I have a content campfire story for you.
Once upon a time, a company that still lives today was founded in a city by the bay. It has lived its entire life in the digital age. It was founded around the time that many of today’s social platforms emerged, and it leapt to early success by creating an entire category of content and experience.
The company disrupted the status-quo foundation of a classic business approach. It created a differentiating, thought-leading, content-driven experience across its industry. From its inception, it has owned the space it created. It is the very definition of Clayton Christensen’s term disruptive innovation – what the venture community calls a unicorn. From angel-funded startup to venture-funded behemoth, it has been enormously successful.
And its use of content has been its beating heart.
Now, market forces are compelling the business to expand in two directions. Their success means that they are placing bets by both expanding into different markets and adding breadth to their solutions. As a result, their once niche, remarkable content experience is in danger of breaking. It’s becoming generalized, too general for sophisticated customers, too complex for basic customers, and losing all sense of differentiation.
If the content experience breaks, the unicorn may stumble along with it. The question is, what to do? Should they dismantle the experience? Should they change the experience to fit the business direction? Launch another?

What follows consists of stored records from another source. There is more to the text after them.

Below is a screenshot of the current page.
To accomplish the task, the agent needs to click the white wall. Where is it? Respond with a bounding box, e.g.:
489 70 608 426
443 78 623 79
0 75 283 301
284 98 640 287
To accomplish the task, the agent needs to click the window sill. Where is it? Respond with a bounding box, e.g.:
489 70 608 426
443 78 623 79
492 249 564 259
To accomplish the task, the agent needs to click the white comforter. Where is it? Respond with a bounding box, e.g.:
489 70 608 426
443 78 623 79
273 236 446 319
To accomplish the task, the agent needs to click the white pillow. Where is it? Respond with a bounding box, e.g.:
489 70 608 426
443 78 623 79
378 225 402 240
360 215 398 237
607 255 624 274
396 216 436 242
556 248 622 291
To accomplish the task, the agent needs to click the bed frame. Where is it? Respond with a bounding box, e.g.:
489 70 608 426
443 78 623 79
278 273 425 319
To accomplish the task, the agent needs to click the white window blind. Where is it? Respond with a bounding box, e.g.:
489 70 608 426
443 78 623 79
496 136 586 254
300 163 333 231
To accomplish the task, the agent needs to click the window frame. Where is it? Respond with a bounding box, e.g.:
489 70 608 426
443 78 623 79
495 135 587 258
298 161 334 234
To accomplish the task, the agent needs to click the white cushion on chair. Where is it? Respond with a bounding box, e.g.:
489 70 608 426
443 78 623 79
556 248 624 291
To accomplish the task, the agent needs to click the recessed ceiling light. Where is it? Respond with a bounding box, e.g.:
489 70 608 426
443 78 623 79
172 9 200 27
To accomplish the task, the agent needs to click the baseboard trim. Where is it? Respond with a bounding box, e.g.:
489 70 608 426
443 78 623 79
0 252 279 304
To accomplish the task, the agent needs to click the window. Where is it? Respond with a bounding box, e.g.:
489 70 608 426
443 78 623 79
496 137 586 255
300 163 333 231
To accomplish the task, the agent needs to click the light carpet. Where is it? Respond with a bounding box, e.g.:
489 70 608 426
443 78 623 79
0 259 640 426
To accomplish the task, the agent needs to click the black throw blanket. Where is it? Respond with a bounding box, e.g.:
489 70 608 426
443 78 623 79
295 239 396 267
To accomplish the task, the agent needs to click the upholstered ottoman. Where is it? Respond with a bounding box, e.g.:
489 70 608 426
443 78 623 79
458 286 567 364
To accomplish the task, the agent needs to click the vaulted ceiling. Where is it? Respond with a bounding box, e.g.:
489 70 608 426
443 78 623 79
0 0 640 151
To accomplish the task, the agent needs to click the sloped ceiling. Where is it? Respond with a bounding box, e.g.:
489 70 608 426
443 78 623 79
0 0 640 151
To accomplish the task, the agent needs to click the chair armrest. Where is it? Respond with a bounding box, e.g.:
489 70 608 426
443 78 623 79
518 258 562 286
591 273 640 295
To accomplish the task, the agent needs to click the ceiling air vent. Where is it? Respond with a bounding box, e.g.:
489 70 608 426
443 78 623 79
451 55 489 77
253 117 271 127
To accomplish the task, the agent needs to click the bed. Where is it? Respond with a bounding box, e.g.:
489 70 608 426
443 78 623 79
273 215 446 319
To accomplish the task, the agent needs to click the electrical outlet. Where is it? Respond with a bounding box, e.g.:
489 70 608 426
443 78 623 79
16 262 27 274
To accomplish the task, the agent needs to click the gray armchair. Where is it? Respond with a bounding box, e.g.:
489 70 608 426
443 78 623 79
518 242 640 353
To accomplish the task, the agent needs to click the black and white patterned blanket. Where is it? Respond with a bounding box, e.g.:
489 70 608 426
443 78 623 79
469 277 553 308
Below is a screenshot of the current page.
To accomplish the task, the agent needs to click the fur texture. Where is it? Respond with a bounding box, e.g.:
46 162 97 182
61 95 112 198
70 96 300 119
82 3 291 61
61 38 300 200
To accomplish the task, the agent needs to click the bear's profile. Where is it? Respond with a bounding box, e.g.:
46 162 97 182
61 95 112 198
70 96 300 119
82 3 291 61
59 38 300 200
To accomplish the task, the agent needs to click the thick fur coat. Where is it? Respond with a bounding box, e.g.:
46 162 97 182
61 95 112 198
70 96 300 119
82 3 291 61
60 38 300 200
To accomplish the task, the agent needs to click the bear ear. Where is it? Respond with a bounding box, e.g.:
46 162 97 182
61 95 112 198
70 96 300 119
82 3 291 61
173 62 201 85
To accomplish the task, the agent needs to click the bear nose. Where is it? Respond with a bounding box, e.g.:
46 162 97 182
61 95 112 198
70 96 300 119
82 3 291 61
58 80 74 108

I think we’ll see more and more of this type of challenge as valuable content powers more and more of our marketing and customer experience strategies. The story above is an extreme example; there are other smaller examples as well.
One company I worked with sold an entire product division of their company, but the very successful blog and resource center didn’t go with it. What should the company do with that content? Should they pivot it or abandon it completely? Should they have sold the blog and its audience with the product division? What would that have been worth? These are new questions that we will have to grapple with.
I met with another company that had recently merged with a like-sized company to make a new huge company. My client was in the content marketing group of the smaller of the two. As if they were boarding Noah’s ark, every marketing group was paired within the merged companies. The challenge? My marketing director friend had no one to pair with in the other company. Now he’s alone, trying to figure out how to create a new story in a place were he has no relevance. This is a new kind of problem.
Will we ever reach a point where corporate leaders will see a company’s assets as including content and content-driven experiences?
Here’s a more interesting line of questioning. (We’re getting to our campfire story.) What should a unicorn company do when forced to stretch – perhaps productively, perhaps not – into new markets? How can that unicorn retain its uniqueness, preventing its industry-leading, content-driven experiences from becoming just another commoditized voice in a wider market space?
I believe that, as leaders of content-driven experiences in our businesses – as unicorns ourselves – we must retain our own uniqueness by following the advice of one of my heroes, Rita Gunther McGrath. She says,
“To stay ahead, [we] need to constantly start new strategic initiatives, building and exploiting many transient competitive advantages at once.”
To me, that means a couple of things. First, even if we are abundantly successful in launching an industry-leading media product that defines thought leadership, we need to stay capable of launching new content-driven experiences as frequently as we might create new media buys. Second, we need to be able to pivot and dismantle any experience as soon as it ceases to provide that transient advantage.
In my campfire story, the unicorn company in question has seemingly decided to completely re-define its old content experience into a new type of experience that matches everything the business is trying to do. The audience isn’t quite buying it. They may stretch it too far and kill the unique experience. At that point, the reverse may happen, and the experience may actually kill the unicorn.
What’s the moral of our little story? Yeah, let’s not kill any unicorns if we can help it.